En el MFC descubrimos y vivimos los valores personales, conyugales y familiares en su dimensión humano-cristiana, aprendemos a servir no solo a nuestra familia sino a toda la comunidad, por esto el Movimiento Familiar Cristiano es instrumento de Pastoral Familiar.
En nuestro Movimiento queremos ayudar a cada persona, a la pareja y a cada familia a que descubran lo que en su vida personal, en su matrimonio y en su hogar los humaniza y los convierte en mejores personas, en discípulos más fieles de Nuestro Señor Jesús. Queremos ayudar a cada uno a descubrir lo que para él es valioso. Muchas veces estamos tan acostumbrados a las bendiciones que el Señor nos ha otorgado, que las damos por sentadas y no nos detenemos a apreciarlas, agradecerlas y mucho menos merecerlas.

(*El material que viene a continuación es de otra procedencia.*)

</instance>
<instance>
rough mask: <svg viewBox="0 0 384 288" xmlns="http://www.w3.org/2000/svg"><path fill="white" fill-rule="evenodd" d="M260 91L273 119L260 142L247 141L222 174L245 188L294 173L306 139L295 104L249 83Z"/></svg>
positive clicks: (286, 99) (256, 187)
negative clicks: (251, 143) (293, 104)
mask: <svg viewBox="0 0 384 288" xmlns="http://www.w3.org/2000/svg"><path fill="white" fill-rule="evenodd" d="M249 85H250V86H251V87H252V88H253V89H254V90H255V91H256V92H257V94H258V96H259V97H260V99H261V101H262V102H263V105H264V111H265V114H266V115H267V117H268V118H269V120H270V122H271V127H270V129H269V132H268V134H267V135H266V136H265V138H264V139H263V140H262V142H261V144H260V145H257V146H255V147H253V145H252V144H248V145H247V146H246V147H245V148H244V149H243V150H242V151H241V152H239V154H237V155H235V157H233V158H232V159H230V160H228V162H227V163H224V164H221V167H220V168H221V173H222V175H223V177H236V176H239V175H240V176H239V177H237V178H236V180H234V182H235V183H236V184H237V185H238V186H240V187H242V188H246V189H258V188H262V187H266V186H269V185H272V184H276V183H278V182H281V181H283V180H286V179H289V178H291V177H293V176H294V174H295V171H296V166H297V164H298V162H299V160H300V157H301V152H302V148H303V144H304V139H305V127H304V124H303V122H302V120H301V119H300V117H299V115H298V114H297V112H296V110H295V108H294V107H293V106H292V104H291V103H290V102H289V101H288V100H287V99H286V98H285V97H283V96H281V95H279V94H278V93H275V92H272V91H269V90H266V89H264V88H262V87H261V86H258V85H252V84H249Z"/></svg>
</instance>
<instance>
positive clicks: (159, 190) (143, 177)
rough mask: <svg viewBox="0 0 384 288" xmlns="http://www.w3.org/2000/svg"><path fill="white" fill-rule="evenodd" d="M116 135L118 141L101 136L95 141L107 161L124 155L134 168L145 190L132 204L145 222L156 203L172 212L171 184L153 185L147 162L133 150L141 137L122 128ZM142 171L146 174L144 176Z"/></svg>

Y, ¿cómo vamos a lograr ese avance, esa maduración? Será mediante el trabajo y la constancia.
Vivimos cuatro niveles, cada uno de ellos dura un año. En el Primer nivel estudiamos y reflexionamos acerca de temas relacionados con la vida conyugal; en el segundo nivel con temas relacionados con la integración de la pareja con la familia; en el tercero, con temas que nos hacen convivir con la comunidad; y en el cuarto, es ya la integración de la familia en la pastoral de la Parroquia.
Trabajamos en equipos de 5 ó 6 matrimonios, coordinados por una pareja. Nos reunimos cada 15 días, rotando nuestra cita en casa de cada una de las parejas del equipo, dándonos la oportunidad de abrir nuestro hogar y nuestro corazón con sencillez y buena voluntad. Anteriormente a la reunión cada pareja hemos estudiado y reflexionado de manera personal un tema determinado, apoyándonos en la palabra de Dios y en Documentos de la Iglesia, luego compartimos el estudio y hacemos un diálogo conyugal, llegando a un díalogo con la familia, y como nuestra familia no está aislada sino en una comunidad, también llegamos a un diálogo con la comunidad en la que vivimos. Una vez en la reunión se nos da la oportunidad de compartir nuestras experiencias con otras parejas.